Contemporary embroidery with surprising conceptual heft

Emma Crichton-Miller, Financial Times, House & Home, August 25, 2023

For thousands of years, stitchers have understood the beauty, power and significance of embroidery. More recently, museum curators and gallery directors have also begun to recognise its cultural value. With ceramics firmly established as a serious art discipline, and textiles more generally championed by institutions such as Tate and the Royal Academy over the past few years, it seems embroidery, too, is now finally having its moment. Partly this is owing to the exceptional quality of contemporary work, which has built on the medium’s long, rich history. Discovering bargello embroidery, a form of vertical stitching dating back to Renaissance Florence, broke through the creative brick wall that London-based American artist Cecilia Charlton found herself facing during the first year of her painting programme at the Royal College of Art in 2016. It allows, for the mathematically minded, the creation of an extraordinary range of highly controlled but soft and modulated curving forms, which lent itself well to the geometric compositions she was already exploring through her paintings.
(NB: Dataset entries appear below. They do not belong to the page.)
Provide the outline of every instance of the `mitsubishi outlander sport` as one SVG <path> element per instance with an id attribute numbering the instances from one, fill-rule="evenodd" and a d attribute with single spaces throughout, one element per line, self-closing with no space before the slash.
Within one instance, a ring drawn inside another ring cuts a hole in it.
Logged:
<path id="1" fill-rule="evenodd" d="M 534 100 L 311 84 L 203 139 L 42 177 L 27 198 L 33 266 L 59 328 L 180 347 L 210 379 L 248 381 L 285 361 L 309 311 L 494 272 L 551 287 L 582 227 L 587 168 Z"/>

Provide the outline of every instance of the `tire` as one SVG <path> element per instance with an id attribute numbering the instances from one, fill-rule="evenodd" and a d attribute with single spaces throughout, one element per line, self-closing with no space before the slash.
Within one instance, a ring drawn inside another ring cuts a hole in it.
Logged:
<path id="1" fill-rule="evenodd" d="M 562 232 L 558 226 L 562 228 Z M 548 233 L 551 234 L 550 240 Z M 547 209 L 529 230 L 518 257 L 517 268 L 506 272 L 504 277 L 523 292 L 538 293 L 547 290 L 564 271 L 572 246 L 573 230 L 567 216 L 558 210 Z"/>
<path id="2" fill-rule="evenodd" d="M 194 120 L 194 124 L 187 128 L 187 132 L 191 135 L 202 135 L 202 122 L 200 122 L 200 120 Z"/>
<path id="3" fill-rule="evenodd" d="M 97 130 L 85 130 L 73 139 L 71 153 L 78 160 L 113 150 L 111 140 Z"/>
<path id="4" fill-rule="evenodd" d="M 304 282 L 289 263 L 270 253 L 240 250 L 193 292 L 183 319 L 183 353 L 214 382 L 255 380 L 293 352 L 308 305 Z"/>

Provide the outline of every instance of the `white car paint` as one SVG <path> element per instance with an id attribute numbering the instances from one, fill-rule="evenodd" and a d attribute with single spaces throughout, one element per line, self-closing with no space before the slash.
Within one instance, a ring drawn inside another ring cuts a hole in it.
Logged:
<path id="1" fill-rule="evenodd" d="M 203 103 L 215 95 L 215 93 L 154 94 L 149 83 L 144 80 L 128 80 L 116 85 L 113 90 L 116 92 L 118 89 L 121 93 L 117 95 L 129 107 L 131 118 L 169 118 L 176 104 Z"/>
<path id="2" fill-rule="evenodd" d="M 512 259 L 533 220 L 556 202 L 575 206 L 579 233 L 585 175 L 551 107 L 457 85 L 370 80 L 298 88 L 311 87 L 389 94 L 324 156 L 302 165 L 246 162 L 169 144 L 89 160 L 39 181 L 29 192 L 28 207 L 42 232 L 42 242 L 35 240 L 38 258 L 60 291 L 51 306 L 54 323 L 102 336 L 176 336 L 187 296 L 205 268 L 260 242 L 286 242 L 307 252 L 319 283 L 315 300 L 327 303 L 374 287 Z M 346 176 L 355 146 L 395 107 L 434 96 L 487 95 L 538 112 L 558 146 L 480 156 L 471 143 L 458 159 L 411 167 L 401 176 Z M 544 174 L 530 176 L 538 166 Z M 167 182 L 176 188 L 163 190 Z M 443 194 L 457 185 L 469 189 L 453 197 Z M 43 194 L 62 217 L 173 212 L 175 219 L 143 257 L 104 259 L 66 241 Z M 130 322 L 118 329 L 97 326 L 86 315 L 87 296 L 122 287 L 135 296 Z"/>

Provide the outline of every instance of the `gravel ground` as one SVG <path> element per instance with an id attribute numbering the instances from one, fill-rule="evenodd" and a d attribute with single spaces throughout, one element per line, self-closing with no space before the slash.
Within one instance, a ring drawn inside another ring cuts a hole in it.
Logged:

The decorative technique has since become the foundation for much of her work, even leading her to learn to weave. With sewing also a part of her practice, it is not just the patterns but the action itself that inspires her: “Embroidery, with its repeated patterns, functions in some ways like a walking meditation or mantra. [It’s a] physical activity. Maybe not just in the aesthetics of pattern but in the execution of pattern,” she says. “There is a kind of genius in things that achieve a very complex output from quite achievable and not overly pretentious means. There is a kind of humility.”

 

While embroidery may not have always been so esteemed — the Royal Academy explicitly banned “needlework” from its exhibitions in 1770 — that has not stopped generations of artists from ambitiously pushing the boundaries of the medium. Textile artist Alice Kettle is one of those leading figures. Winner of this year’s Brookfield Properties Craft Award, some of her impressive large-scale narrative embroideries are now on show at Brookfield’s London premises (To Boldly Sew: Textile Art by Alice Kettle, until September 29). These include a piece from the moving “Schiffli” series, “Ormo” (2006), where three figures shimmer out of a densely embroidered background. It is one of three huge works that utilised the multi-needle schiffli embroidery machine at Manchester School of Art, where she teaches. Also on display is “Sea” (2018), with its elusive figures lost in a turbulent blue, one of a triptych of monumental canvases honouring migrants and migration, titled “Thread Bearing Witness”.

 


Kettle trained as a painter, but the tragic early death of her mother, just as Kettle was going to art school, threw her into turmoil. After finishing her undergraduate degree, she chose to study at Goldsmiths, enrolling in the fine art textile course run by Audrey Walker, herself an artist renowned for figurative embroideries built up from layers of differently coloured thread. Here Kettle became aware of an entire canon of British embroidery, reaching back to the Bayeux Tapestry and the much celebrated, densely stitched medieval Opus Anglicanum, traditions built on by ambitious 20th-century textile artists including Ann Macbeth, Constance Howard and Christine Risley. At Goldsmiths, Kettle developed her particular technique of using a sewing machine with an “embroidery foot” attachment, to allow for freestyle stitching. The scale of her pieces Kettle ascribes to her painting background: “I was thinking about composition and subject before I knew how to stitch, and that, I think, has been defining in everything I have done, both at the level of image making and in the scale at which I work.” But embroidery offered a more congenial medium in which to explore these things. “Embroidery has this intimacy to it. You can do it in your own space,” Kettle says. “It has a generative quality to it, and I think that rhythmic, repetitive nature of it is really healing. You invest labour, and it takes time.”

 


Another beauty of embroidery, she explains, is that “you are always doing two things at the same time. You are drawing, a perfectly descriptive, linear, illustrative line, but it is three dimensional.” The surface changes constantly under different lights, she says. “It is full of surprises all the time.” At the newly opened show Threads: Breathing Stories into Materials at Bristol’s Arnolfini (until October 1), “Ground”, a sister work to “Sea”, extends across an entire wall. Celebrating the fact that textiles, and the patterns and materials that constitute them, migrate, Kettle explains that “refugees in Greece, France and UK . . . shared drawings which I embroidered like a narrator — to make our common ground”.